An Arizona judge has tossed out a controversial Trump Administration rule that withdrew protections for vital streams and wetlands in Wisconsin and across the country. Known as the “Dirty Water Rule,” the policy dramatically restricted which waterways are safeguarded under the Clean Water Act, putting an estimated 3.5 million acres of Wisconsin wetlands at risk.
Along with other conservation groups, Clean Wisconsin took the Trump Administration to federal court in 2020 to challenge the rule as both insufficient to protect Wisconsin’s waters and illegal under the federal Clean Water Act. In June, the Biden Administration announced plans replace the policy with a broader definition of protected waters of the U.S. (WOTUS), but the old rule still remained in place until Monday’s order from the U.S. District Court in Arizona.
“Why leave the bad rule, which the EPA now agrees is bad, in place? This judge said that if you’re going to remand the case back to the EPA, you have to vacate it in the meantime,” explains Evan Feinauer, staff attorney for Clean Wisconsin. “So the rule is vacated everywhere going forward, including here in Wisconsin.”
Feinauer notes that the case in Arizona shows the importance of filing multiple challenges to harmful policies.
“This was a parallel case that we weren’t a party to, but it still impacts Wisconsin. Now more of our wetlands and waterways are protected than they would have been.

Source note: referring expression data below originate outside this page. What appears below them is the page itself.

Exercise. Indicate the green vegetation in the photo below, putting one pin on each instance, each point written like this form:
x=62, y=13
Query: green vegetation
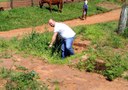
x=34, y=16
x=21, y=80
x=106, y=46
x=4, y=0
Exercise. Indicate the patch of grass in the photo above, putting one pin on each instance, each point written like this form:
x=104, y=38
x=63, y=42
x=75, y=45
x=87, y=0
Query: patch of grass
x=34, y=16
x=22, y=80
x=107, y=46
x=4, y=0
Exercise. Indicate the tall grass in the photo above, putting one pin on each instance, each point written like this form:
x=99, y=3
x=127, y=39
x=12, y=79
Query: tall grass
x=106, y=46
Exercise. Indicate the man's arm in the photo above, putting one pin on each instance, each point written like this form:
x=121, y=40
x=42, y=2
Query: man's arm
x=53, y=39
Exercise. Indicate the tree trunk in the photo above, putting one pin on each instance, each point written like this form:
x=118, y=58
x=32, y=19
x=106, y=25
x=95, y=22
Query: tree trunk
x=123, y=22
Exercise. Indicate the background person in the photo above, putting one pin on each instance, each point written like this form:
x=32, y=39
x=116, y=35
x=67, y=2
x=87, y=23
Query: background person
x=85, y=10
x=67, y=35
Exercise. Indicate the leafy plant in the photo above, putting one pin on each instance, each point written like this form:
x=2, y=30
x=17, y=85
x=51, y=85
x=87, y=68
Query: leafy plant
x=25, y=81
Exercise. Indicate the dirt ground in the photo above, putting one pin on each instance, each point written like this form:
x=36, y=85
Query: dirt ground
x=68, y=78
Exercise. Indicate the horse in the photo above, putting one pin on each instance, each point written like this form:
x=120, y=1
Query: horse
x=59, y=4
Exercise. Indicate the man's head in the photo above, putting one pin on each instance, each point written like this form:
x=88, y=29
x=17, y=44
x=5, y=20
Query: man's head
x=51, y=22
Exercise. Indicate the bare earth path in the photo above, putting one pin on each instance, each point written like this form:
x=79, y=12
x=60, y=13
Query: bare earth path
x=66, y=77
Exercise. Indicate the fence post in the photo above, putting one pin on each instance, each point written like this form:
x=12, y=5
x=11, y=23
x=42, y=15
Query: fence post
x=11, y=4
x=32, y=3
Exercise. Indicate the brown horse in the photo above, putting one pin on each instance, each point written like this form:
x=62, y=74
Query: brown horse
x=59, y=4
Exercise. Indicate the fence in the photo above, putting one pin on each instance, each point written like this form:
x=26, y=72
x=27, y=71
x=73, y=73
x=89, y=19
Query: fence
x=8, y=4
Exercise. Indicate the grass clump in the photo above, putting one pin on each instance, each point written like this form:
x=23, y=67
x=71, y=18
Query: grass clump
x=106, y=46
x=22, y=80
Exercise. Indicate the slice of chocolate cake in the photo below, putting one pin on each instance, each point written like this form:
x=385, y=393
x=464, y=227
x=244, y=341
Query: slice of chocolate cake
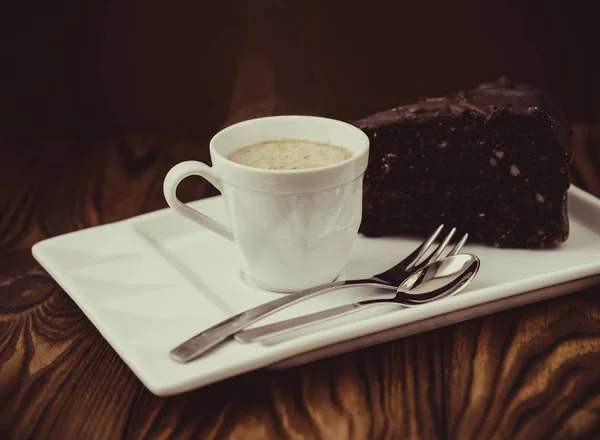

This is why Clean Wisconsin works with other environmental groups across the country to file challenges in multiple places,” he says.

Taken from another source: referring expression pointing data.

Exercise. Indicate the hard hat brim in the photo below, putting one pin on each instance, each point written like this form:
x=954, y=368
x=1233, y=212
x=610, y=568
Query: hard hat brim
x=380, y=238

The Arizona case was filed by environmental groups and American Indian tribes represented by Earthjustice, including the Pascua Yaqui Tribe, Quinault Indian Nation, Fond du Lac Band of Lake Superior Chippewa, Menominee Indian Tribe of Wisconsin, Tohono O’Odham Nation, and Bad River Band of Lake Superior Chippewa tribes in Wisconsin.
Even with the court win, federal protections for these waterways aren’t assured. Feinauer expects Monday’s decision to be appealed and the new Biden rule, when it does come, to face hurdles as well.
“The Biden rule will be challenged immediately,” he says. “Clean Wisconsin and our partners will be working once again to ensure that any new rule implementing the Clean Water Act will preserve and protect our waters. And we’ll fight to make sure it stays in place.”